Life gets busy. I went on healing from my surgery, she went on trying to grapple with her diagnosis and our lives again separated as we both went on. I saw she got married typical shotgun style and sent her a comment that I didn’t hear back from her on and time marched on. So this morning for some reason, I went on Facebook which I seldom do and started to see mentions of her in the past. I quickly realized that she had passed away and reached out to her oldest friend, Kim who called me apologetically and promptly for not letting me know. Not knowing about someone dying and then missing an opportunity to celebrate their life among friends is one thing, feeling bad about is another. I don’t feel bad because I know that Keri knew I cared for her. I know that the people who know me who went to the memorial would know that too. This is the glory of ego release. I had a generous conversation with Kim about the service and Keri’s remaining weeks on this planet. This was enough. What I have been grappling with today is deep sadness for her loss and a fresh wound opening that just because I am ok now does not mean I get a free pass. I am not being negative or pessimistic. It just really has freaked me out that Keri died in less than the seven months that I saw her and she really didn’t know that the “little spot” on her lung would be her final coast into today without her.

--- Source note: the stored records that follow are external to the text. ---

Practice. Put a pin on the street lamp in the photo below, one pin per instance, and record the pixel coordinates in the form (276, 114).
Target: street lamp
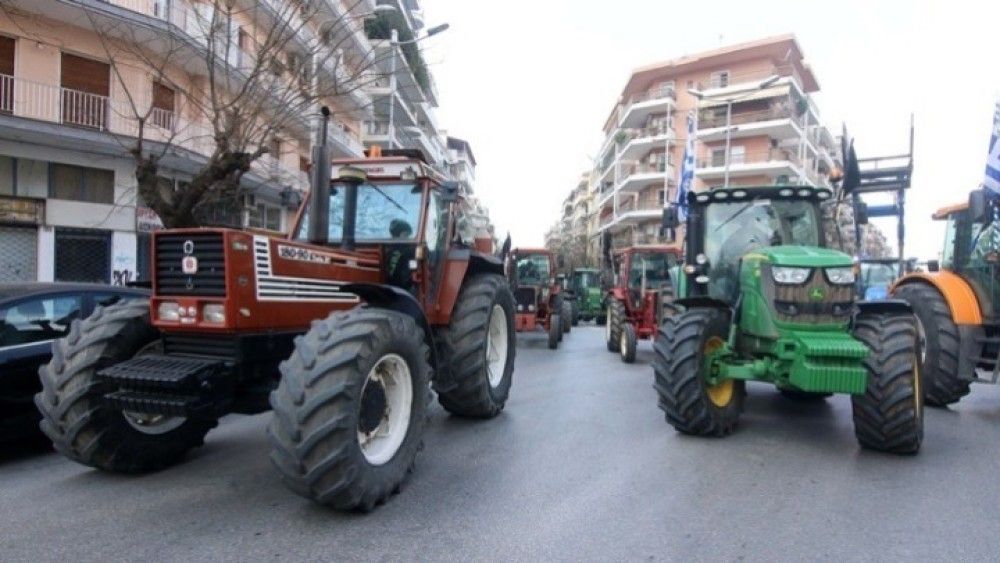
(729, 113)
(394, 42)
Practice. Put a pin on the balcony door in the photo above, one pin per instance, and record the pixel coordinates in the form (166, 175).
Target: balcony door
(6, 74)
(86, 85)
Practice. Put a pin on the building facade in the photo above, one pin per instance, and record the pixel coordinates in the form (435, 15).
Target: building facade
(775, 133)
(68, 204)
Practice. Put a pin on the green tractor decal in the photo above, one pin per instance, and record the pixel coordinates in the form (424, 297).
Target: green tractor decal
(765, 300)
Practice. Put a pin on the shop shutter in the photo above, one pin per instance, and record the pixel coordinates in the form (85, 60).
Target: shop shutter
(18, 254)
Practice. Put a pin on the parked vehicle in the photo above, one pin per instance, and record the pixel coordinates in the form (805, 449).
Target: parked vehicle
(641, 297)
(957, 302)
(32, 315)
(380, 291)
(540, 305)
(766, 300)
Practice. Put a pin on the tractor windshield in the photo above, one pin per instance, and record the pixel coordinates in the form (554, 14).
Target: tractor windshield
(654, 267)
(385, 212)
(734, 229)
(533, 269)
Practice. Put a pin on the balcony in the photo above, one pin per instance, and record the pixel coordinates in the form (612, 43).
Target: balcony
(639, 175)
(775, 164)
(641, 106)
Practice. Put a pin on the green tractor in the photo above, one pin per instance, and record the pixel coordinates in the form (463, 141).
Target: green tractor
(765, 300)
(587, 296)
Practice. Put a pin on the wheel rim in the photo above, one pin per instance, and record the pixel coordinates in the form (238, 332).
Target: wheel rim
(720, 394)
(921, 340)
(150, 423)
(496, 346)
(384, 413)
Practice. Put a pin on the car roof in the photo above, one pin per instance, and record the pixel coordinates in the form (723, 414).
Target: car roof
(24, 289)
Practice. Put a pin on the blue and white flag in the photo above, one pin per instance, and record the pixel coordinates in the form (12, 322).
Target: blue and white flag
(992, 181)
(687, 171)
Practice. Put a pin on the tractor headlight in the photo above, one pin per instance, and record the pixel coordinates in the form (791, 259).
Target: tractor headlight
(214, 313)
(785, 274)
(840, 276)
(168, 311)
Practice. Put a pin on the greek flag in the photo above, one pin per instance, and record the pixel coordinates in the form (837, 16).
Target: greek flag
(687, 171)
(993, 160)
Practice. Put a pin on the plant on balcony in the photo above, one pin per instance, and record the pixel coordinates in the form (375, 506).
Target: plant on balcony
(380, 27)
(228, 99)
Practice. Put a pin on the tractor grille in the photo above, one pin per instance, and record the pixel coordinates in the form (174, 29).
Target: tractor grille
(525, 296)
(208, 281)
(797, 303)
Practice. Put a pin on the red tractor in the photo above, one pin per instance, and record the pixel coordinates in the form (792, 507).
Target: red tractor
(378, 294)
(531, 274)
(641, 295)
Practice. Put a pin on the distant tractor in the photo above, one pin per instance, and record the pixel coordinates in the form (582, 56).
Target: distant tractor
(957, 303)
(586, 296)
(540, 305)
(765, 300)
(341, 328)
(641, 297)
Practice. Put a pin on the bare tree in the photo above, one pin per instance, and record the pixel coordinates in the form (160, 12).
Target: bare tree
(240, 75)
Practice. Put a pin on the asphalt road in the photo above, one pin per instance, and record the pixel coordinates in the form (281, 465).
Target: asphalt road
(580, 466)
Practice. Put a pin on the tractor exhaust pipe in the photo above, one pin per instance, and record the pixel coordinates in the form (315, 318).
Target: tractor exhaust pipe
(319, 205)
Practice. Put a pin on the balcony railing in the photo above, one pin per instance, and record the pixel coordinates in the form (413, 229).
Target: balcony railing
(718, 160)
(710, 119)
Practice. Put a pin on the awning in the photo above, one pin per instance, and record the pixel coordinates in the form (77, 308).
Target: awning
(772, 92)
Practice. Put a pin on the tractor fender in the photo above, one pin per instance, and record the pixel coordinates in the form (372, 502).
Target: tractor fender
(703, 302)
(956, 291)
(881, 306)
(392, 298)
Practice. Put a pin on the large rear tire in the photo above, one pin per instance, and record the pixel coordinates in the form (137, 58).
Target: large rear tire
(943, 384)
(476, 351)
(350, 410)
(75, 415)
(691, 405)
(889, 416)
(613, 331)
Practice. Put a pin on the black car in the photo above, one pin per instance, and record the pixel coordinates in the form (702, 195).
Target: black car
(32, 315)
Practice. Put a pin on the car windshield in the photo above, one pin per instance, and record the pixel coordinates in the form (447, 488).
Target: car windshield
(736, 228)
(385, 212)
(533, 269)
(654, 266)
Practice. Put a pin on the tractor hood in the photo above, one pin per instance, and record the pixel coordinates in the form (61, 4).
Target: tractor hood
(805, 256)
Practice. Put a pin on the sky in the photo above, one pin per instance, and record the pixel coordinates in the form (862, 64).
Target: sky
(530, 83)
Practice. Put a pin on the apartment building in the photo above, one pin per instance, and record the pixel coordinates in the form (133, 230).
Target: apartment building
(775, 133)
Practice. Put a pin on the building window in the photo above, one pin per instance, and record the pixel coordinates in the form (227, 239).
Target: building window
(77, 183)
(720, 79)
(263, 216)
(162, 114)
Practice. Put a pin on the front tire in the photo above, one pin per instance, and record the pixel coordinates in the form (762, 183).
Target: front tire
(690, 405)
(889, 416)
(628, 343)
(74, 413)
(350, 410)
(476, 350)
(613, 331)
(943, 385)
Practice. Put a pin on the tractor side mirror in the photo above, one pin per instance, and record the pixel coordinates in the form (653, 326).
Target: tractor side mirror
(861, 213)
(671, 220)
(978, 207)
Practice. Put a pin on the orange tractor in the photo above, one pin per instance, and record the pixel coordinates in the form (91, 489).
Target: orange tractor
(540, 304)
(641, 296)
(342, 327)
(957, 303)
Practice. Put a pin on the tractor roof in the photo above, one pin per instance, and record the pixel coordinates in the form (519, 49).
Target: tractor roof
(944, 212)
(779, 191)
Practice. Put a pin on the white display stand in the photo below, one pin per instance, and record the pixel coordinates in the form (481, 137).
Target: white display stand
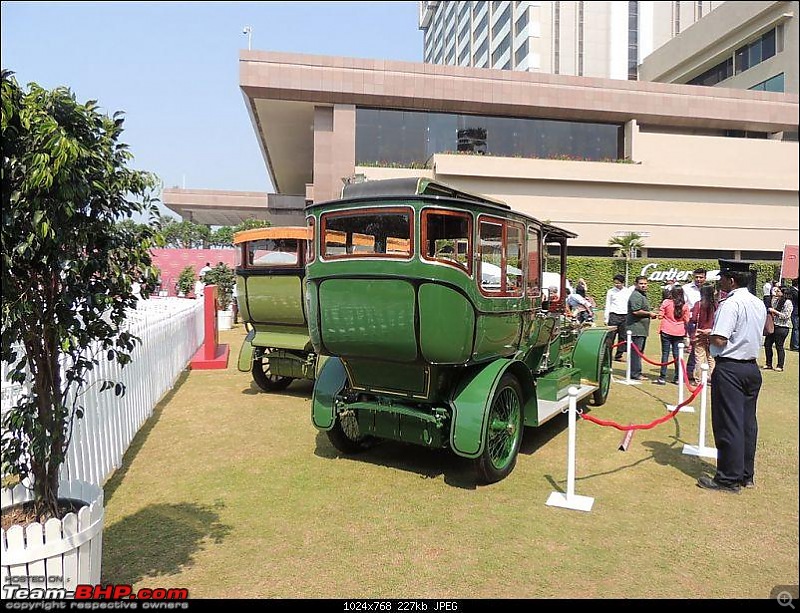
(571, 500)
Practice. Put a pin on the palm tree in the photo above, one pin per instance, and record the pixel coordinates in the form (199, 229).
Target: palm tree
(627, 245)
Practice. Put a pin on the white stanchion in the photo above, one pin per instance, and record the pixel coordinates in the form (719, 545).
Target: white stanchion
(701, 449)
(627, 380)
(570, 500)
(681, 377)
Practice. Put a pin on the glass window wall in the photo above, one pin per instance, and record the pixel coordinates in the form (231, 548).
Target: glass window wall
(386, 137)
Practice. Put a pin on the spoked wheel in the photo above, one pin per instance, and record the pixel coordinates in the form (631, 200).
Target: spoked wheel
(600, 395)
(346, 437)
(265, 379)
(504, 432)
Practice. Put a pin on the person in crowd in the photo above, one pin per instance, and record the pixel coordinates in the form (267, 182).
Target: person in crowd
(204, 270)
(791, 292)
(235, 302)
(666, 289)
(701, 321)
(673, 315)
(615, 314)
(638, 322)
(580, 306)
(781, 313)
(766, 290)
(691, 292)
(735, 344)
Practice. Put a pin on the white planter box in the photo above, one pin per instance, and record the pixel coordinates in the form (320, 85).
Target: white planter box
(60, 554)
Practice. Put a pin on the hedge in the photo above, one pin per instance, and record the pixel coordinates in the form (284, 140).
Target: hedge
(599, 272)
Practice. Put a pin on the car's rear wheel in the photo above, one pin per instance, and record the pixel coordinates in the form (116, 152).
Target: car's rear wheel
(503, 432)
(264, 378)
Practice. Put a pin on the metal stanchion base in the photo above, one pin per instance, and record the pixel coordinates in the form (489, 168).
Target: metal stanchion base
(703, 452)
(574, 502)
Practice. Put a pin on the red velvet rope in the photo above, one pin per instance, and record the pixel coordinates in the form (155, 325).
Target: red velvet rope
(648, 360)
(653, 424)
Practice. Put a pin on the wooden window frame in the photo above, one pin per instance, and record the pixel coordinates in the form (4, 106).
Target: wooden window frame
(247, 265)
(407, 210)
(424, 238)
(311, 252)
(503, 223)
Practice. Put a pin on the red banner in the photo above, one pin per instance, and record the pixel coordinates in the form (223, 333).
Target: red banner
(789, 263)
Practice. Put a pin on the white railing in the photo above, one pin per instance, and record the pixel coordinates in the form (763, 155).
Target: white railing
(171, 331)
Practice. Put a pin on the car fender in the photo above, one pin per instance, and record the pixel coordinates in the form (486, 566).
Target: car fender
(331, 380)
(470, 403)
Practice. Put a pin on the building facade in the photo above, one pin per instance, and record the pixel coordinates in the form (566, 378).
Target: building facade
(597, 39)
(596, 156)
(741, 45)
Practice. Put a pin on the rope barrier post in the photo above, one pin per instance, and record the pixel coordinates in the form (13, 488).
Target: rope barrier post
(628, 362)
(681, 376)
(570, 500)
(701, 449)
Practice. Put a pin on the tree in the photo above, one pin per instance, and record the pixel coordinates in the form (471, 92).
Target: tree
(627, 244)
(222, 276)
(67, 270)
(185, 234)
(186, 280)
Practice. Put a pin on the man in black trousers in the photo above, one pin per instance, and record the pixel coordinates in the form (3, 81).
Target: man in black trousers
(735, 383)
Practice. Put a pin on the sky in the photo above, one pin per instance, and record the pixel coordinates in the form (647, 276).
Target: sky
(173, 68)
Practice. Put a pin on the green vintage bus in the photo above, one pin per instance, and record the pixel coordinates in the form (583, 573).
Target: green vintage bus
(270, 283)
(428, 302)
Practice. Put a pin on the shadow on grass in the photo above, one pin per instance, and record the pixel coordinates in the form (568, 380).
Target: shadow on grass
(301, 388)
(138, 441)
(427, 463)
(158, 540)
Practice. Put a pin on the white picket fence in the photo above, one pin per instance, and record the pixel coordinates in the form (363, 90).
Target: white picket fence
(171, 331)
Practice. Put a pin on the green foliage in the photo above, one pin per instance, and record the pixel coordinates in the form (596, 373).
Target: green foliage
(185, 234)
(223, 277)
(599, 272)
(68, 267)
(626, 247)
(186, 280)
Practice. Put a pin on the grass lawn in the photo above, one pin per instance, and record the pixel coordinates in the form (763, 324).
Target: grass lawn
(232, 493)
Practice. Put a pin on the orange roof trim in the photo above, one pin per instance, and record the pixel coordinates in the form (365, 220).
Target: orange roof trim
(273, 232)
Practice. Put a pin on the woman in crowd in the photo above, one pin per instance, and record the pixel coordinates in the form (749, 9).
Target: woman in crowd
(781, 313)
(673, 315)
(702, 320)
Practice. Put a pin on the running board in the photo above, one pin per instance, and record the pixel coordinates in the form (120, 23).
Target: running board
(549, 409)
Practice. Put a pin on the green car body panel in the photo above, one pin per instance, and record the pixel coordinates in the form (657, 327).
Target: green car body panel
(271, 299)
(425, 302)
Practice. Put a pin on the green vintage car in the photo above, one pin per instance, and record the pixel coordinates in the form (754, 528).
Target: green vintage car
(270, 283)
(428, 301)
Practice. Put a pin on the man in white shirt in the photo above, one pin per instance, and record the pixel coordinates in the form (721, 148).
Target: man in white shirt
(766, 291)
(615, 313)
(735, 383)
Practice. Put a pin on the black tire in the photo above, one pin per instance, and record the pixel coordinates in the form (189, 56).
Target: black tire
(600, 395)
(345, 436)
(503, 434)
(264, 379)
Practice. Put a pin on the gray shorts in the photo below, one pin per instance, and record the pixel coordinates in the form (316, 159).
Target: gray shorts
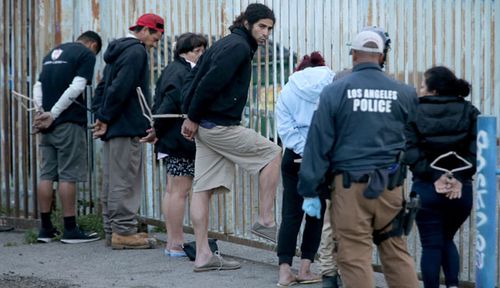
(63, 154)
(218, 149)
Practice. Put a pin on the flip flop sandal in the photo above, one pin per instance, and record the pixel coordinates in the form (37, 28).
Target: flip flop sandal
(291, 283)
(309, 281)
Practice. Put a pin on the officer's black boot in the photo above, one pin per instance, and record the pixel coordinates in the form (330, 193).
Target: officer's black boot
(332, 281)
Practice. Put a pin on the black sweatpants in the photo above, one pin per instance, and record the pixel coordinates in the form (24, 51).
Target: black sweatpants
(292, 215)
(438, 220)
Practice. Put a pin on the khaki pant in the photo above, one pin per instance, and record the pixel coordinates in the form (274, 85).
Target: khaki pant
(328, 247)
(122, 184)
(355, 218)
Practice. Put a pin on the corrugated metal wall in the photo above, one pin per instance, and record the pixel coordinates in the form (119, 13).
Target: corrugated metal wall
(458, 34)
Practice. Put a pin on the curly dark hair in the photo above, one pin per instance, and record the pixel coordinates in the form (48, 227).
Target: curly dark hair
(253, 14)
(444, 82)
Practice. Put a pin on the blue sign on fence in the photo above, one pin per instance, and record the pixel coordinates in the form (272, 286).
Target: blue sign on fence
(486, 211)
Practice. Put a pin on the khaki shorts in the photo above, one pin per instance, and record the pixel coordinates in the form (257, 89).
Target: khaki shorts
(63, 154)
(218, 149)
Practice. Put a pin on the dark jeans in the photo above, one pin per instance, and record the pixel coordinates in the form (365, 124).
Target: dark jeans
(438, 220)
(292, 215)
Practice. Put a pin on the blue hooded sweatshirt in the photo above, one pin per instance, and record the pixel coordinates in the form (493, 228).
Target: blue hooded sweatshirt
(297, 103)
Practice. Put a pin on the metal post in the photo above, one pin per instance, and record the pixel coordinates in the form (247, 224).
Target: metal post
(486, 210)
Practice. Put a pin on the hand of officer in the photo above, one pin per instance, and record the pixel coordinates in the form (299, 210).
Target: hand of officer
(312, 207)
(189, 129)
(99, 129)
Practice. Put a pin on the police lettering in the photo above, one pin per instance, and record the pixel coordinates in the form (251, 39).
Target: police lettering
(372, 100)
(372, 105)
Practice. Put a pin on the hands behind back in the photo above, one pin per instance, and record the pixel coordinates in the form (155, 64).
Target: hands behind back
(312, 207)
(449, 185)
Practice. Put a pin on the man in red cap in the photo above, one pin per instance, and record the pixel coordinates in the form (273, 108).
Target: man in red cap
(122, 127)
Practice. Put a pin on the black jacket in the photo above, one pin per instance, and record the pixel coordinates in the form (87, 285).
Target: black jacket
(115, 101)
(168, 100)
(442, 124)
(358, 126)
(219, 89)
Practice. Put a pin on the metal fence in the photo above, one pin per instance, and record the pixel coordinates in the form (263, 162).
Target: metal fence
(463, 35)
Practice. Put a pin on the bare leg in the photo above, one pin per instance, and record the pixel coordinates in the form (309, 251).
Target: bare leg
(67, 192)
(45, 195)
(173, 205)
(199, 216)
(268, 181)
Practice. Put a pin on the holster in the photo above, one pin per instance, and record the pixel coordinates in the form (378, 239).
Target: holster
(397, 177)
(402, 223)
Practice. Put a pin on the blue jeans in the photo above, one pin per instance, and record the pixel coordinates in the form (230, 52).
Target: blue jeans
(438, 220)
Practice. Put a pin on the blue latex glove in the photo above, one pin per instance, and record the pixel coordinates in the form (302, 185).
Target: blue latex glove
(312, 207)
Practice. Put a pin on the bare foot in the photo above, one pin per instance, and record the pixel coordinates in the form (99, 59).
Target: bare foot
(286, 277)
(308, 277)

When I was getting radiation, the thought process was that surgery takes out what is there, but even though they caught it early, there is always a chance that something could be missed and radiation is one more line of defense. When the cancer came back the second time, it disproved the radiation theory to me and I actually wondered if the radiation caused its return. Who knows, really. I was starting to buy into the idea that this is over for me. I am healthy, strong, fearless. When I found out today that Keri died last week, it reminded me that I haven’t even gotten to the one year mark each of the last two we caught it early times yet. So today as I allow myself to wallow, to write, to sit on the couch with tea and a robust fire, I feel vulnerable and heavy hearted. I allow this. I accept it and know that all of “it” is completely out of my control so I march forth again into the rest of the day and the weeks and the months.
I remember Keri and I think of all of the people who knew her and were inspired by her grit. She went too soon. She had a lot left to do and as she said when I last saw her and Kim said she said the same, “this sucks.” Yes Keri Haas, Sarah Good, it very much does.